After much slacking, I finally got my Cassandra integration module in shape and put it on GitHub. The repo is here, and I would love it if someone would take a look at the source. We have been running a 1.5-compatible version of this source for a few months now, without errors so far, though it hasn't been under a lot of load. I'm hoping to eventually get the source into OrleansContrib.
This is awesome! I think it's better to put it to OrleansContrib right away. That should make it visible to more people for review and use.
Thanks! So (forgive the noob question, I'm an avid Microsoft fan and only ever used TFS up until now) how does one put a project on OrleansContrib?
No worries. Somebody will create a repo there for you and grant your permissions to it. Paging @richorama and @galvesribeiro who've done this for many projects already.
Hey @Arshia001, I have made you an 'owner' in the OrleansContrib org. You should now be able to transfer the ownership of your repo over to OrleansContrib (you should see this in the danger zone of your repo settings). You'll still have full control over it.
Ping me an email if you have any problems ([email protected])
It's done. Thank you.
Thank you, @Arshia001!
But now we have 2 implementations of Clustering and Persistence providers for Cassandra?
https://github.com/OrleansContrib/Orleans.Persistence.Cassandra and
https://github.com/OrleansContrib/Orleans.Clustering.Cassandra by @denisivan0v
https://github.com/OrleansContrib/OrleansCassandraUtils
Does it make sense to merge them somehow?
That's really great to have 2 implementations, it's much better than nothing :)
I've took a quick look at implementations by @Arshia001 and found out that we use different Cassandra driver API at the moment.
I'm really looking forward to having a full and solid support for Cassandra and will be happy to take best parts from both implementations. @Arshia001 can we make a call to discuss it?
@denisivan0v I'm open to any and all discussions. Naturally, I also looked through yours, and here's a quick comparison (I'll use "yours" and "mine" throughout this, because there's no simpler way to distinguish the two. I'll also place my own reasoning within brackets to keep it separate from the comparison itself):
That's about it I think. As for merging the two, I don't really believe it's possible, since we use such radically different approaches. I think the best course of action is to choose one, and expand it to include features from the other.
@denisivan0v any thoughts?
@Arshia001, sorry for delay and many thanks for the detailed comparison. Here are few comments:
Can I ask you to give a try to mine providers in your environment? You can take them here https://www.myget.org/feed/Packages/orleans-cassandra.
The project that I'm working on is going to prod in the early fall, so all missing features in providers for Cassandra will be implemented in the near future, and we will be highly focused on performance.
JSON is extremely wasteful in both space and performance. It's best to avoid it where possible.
I don't know why you think etags are slow. You just need an IF in your query. I don't think the performance impact is noticeable compared to serialization. Your current implementation defaults to ne ETag for all types, this will cause errors later on. You should at least assume all types need ETags by default IMO.

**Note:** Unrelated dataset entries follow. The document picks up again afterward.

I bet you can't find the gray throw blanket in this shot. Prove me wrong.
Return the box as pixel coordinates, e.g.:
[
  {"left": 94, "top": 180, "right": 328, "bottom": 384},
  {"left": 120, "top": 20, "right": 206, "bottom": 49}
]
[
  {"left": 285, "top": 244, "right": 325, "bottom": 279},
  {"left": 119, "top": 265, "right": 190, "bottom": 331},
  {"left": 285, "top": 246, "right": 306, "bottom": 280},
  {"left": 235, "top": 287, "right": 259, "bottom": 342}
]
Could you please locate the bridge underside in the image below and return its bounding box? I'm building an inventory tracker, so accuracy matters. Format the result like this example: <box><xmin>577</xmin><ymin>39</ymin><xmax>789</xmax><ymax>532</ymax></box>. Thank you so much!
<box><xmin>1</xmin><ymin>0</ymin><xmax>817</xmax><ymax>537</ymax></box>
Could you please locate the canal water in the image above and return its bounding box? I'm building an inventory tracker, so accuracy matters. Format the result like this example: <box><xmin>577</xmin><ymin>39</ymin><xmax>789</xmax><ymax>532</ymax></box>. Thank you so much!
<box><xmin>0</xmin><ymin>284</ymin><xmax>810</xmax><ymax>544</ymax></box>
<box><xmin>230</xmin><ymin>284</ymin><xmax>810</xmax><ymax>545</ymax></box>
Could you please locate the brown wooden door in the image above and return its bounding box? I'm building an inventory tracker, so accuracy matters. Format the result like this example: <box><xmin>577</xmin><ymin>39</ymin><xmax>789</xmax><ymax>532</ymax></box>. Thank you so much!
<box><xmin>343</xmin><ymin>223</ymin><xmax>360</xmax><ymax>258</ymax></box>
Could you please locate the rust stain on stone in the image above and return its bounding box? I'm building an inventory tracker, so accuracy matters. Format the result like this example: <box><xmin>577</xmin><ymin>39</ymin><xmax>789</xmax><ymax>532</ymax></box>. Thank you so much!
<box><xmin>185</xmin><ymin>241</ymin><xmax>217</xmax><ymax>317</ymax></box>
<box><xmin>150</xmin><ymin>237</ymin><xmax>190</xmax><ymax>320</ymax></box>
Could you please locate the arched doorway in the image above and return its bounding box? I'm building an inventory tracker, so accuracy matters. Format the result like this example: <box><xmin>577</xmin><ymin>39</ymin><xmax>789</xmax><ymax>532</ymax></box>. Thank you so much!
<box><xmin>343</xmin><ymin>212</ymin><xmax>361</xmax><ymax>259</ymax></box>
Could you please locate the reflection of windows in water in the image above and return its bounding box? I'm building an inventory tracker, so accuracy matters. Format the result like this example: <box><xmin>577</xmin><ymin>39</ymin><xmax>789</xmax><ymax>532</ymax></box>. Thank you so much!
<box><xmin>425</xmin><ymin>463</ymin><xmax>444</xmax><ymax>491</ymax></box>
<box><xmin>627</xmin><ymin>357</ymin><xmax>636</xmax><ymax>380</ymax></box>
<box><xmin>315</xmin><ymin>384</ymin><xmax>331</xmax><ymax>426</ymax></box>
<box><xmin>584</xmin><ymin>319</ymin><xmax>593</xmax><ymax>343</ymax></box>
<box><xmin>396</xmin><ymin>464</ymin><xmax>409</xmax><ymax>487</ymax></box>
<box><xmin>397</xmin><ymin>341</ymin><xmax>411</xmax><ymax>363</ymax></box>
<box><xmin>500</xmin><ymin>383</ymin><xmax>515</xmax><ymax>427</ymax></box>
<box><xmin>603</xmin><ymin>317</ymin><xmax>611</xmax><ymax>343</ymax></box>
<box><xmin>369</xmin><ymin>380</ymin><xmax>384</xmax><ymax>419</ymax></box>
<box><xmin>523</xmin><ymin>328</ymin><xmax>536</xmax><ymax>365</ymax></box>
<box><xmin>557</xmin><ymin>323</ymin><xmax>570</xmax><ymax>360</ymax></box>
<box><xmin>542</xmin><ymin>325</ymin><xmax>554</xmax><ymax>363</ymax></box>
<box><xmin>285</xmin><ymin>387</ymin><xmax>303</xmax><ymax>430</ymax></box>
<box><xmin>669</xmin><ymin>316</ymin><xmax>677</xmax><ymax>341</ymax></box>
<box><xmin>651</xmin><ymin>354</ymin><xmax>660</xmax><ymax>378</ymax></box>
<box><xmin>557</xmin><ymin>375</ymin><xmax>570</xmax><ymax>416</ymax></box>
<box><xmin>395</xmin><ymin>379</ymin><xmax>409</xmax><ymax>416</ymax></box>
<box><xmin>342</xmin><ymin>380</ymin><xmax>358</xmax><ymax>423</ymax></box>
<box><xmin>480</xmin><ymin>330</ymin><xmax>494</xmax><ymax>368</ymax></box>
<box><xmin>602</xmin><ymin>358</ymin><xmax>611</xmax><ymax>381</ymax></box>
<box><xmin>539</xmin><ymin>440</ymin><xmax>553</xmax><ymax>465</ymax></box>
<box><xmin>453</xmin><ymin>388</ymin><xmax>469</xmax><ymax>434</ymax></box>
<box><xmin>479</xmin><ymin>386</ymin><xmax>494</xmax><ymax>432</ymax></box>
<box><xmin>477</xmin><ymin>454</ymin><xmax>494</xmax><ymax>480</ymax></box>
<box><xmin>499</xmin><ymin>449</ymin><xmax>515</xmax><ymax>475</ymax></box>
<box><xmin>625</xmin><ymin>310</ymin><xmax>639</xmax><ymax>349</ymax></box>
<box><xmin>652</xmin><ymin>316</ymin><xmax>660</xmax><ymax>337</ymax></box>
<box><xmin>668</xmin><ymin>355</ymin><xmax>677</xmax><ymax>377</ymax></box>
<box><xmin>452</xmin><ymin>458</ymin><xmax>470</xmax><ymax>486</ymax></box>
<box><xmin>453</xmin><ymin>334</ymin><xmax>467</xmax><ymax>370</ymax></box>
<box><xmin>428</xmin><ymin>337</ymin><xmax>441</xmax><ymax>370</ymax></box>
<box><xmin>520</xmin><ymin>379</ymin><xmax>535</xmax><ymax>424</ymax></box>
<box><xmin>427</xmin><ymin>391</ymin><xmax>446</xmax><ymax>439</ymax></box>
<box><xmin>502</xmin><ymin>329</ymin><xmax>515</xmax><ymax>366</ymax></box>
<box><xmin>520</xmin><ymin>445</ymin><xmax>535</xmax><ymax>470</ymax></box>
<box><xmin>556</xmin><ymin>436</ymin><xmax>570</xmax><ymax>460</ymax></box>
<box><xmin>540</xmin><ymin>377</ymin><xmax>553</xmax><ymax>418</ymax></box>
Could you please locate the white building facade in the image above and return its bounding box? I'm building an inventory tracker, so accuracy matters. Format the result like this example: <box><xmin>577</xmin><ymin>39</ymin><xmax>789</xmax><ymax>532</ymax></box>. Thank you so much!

Mapping equals overhead, which is hardly necessary in this case.
Cross DC deployments don't need the cluster ID field. A cluster can span many datacenters.

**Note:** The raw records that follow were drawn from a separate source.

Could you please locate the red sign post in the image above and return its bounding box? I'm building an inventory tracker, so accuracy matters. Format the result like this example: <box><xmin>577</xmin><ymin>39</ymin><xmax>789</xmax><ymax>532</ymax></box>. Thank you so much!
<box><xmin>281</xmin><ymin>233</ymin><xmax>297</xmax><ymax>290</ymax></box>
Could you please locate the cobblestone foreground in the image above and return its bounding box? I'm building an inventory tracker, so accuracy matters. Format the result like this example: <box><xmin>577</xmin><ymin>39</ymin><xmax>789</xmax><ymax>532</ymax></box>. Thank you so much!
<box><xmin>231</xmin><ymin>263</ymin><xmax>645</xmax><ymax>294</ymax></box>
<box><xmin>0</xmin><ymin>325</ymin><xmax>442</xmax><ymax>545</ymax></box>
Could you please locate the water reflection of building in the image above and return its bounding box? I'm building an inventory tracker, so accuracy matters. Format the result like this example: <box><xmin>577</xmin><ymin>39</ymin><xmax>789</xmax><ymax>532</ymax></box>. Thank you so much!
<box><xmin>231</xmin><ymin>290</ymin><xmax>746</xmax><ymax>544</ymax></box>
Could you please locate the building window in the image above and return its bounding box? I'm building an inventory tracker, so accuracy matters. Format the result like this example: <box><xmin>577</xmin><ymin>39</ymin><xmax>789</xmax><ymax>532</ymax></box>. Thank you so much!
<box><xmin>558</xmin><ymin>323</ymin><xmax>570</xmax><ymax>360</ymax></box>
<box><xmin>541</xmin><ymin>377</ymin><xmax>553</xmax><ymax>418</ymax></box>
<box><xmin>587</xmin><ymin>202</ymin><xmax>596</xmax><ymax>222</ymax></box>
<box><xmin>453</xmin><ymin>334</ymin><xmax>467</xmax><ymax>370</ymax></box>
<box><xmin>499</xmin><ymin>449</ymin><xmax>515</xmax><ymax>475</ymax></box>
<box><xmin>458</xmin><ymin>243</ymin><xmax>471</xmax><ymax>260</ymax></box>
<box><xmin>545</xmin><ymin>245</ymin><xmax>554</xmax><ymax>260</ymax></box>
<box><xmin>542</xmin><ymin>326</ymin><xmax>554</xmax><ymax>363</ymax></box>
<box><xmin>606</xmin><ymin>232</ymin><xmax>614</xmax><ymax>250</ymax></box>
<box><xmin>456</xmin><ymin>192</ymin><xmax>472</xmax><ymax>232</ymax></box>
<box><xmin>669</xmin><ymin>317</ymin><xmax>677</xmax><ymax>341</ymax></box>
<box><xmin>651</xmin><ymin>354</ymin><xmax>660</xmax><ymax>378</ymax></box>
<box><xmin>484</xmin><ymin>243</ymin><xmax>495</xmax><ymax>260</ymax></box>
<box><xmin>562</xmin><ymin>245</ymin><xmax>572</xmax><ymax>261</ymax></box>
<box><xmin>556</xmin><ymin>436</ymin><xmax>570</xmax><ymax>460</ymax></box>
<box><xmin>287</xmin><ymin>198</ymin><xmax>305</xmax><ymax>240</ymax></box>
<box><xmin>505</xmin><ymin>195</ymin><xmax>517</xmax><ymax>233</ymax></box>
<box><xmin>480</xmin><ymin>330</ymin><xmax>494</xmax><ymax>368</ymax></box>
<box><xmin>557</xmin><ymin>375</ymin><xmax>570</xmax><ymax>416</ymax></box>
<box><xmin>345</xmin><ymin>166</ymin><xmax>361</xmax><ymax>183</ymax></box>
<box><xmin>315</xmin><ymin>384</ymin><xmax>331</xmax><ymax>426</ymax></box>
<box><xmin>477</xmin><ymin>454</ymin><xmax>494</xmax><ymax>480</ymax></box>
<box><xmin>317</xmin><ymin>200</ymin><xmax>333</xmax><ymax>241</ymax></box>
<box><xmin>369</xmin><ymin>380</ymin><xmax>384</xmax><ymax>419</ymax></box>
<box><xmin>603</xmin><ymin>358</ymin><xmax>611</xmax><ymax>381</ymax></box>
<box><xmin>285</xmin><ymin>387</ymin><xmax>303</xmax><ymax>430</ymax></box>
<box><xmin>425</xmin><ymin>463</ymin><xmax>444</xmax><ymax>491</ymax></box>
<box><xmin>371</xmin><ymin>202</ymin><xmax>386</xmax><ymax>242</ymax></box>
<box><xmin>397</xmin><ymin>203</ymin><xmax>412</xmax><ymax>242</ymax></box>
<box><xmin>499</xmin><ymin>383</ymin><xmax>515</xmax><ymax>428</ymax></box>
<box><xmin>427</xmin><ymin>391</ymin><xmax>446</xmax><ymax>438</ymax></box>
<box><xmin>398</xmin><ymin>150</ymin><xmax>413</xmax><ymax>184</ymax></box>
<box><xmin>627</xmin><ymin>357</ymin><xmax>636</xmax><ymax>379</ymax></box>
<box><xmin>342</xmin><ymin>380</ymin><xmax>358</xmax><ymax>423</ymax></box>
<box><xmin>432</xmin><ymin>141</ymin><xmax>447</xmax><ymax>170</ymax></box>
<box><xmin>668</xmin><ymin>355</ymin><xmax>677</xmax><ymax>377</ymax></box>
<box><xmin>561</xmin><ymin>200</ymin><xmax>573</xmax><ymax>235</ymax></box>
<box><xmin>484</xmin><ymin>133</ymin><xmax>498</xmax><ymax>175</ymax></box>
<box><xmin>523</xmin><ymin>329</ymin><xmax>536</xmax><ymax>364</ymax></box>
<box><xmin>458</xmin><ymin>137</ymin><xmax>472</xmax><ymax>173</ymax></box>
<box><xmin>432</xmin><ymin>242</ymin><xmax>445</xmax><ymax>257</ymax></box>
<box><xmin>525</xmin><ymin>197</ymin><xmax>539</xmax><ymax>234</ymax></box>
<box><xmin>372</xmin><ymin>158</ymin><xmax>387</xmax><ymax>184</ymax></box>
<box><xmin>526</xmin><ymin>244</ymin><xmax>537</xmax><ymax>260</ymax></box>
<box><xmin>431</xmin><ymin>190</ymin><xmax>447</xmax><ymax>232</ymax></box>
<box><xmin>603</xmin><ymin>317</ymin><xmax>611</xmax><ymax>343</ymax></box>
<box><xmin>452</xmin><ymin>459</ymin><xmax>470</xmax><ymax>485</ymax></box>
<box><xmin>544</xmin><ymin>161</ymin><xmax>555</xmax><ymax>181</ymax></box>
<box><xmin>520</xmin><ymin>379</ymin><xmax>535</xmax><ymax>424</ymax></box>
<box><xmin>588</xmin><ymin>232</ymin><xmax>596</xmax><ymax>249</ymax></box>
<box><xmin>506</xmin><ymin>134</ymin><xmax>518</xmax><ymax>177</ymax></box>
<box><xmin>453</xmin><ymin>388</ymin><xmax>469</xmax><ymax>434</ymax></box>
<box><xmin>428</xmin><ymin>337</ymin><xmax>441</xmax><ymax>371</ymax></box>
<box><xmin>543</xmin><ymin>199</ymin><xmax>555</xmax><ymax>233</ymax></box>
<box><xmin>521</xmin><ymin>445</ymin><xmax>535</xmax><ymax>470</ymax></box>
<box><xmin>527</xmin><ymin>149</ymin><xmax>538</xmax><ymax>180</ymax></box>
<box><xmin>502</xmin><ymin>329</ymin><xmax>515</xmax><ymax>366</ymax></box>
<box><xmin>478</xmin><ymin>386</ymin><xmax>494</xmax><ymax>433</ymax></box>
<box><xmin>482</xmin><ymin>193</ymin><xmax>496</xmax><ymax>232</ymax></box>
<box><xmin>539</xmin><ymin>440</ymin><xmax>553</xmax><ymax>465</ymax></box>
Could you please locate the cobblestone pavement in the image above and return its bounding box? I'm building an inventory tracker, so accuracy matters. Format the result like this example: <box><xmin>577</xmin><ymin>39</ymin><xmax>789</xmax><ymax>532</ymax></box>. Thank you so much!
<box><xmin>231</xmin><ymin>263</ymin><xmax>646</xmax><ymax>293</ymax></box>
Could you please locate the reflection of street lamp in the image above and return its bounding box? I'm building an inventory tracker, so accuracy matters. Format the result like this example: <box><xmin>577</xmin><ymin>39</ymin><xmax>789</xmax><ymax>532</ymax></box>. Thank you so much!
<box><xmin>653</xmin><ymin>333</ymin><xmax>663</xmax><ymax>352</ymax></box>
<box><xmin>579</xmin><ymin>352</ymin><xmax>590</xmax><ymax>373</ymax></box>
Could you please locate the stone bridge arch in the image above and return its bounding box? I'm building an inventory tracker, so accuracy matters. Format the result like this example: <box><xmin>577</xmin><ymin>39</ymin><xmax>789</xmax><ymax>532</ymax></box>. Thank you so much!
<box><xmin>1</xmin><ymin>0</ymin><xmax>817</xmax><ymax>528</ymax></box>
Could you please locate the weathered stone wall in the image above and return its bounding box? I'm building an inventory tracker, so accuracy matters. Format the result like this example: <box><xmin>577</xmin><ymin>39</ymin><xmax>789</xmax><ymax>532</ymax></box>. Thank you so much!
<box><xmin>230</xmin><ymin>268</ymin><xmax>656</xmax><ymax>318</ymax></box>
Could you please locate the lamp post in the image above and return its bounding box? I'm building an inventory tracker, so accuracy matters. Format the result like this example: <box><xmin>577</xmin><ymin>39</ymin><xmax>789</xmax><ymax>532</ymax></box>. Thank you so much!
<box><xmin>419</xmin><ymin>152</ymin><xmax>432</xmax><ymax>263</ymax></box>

I'll give it a try when I have time, but I don't know when that'll be.
JSON seems to be the recommended approach for storing state, since the data will be human readable. Maybe it's easier to change the state object when JSON is used too?
I remember reading somewhere that the team decided JSON wasn't a suitable option... @sergeybykov can we have your opinion?
I just did a little test. When used to serialize a relatively big grain (containing 1,000,000 records, each with a GUID and a ulong), JSON is ~43% slower and the resulting data is ~172% larger. For JSON serialization, I'm using Newtonsoft.Json. For binary, I'm using a modified version of Bond, which allows me to specify a custom serialization routine for any type. I also used each serializer once as warm-up before measuring the time. The results are as follows:
I also tried deserializing the same data (which is originally a skip list) with these results:
Version tolerance is an important feature you should consider, which is a benefit of JSON.
@richorama version tolerance is also a feature of some binary serializers.
@Arshia001 actually, as far as I can tell, the Orleans team now actively discourages using binary serialization and recommends JSON. It's already been mentioned above that this allows people to read that data, but the additional benefit of that is the ability to analyse and maintain (e.g. patch) that data where needed.
To me it looks like the Orleans team recommends something that is versionable.
I think that no matter what is done, a refactoring (changing class name, namespace, whatnot) can make the serialized data non-backwards compatible what comes to tooling and requires a human transformation inserted into the pipeline. This can be whatever custom code run to make the transformations to succeed. It could function so that the transformation function takes as parameter the cluster ID, grain ID, grain type and data and the developer can use that information to make the transformation while the system has data that needs transforming (also in-storage transformations could be done).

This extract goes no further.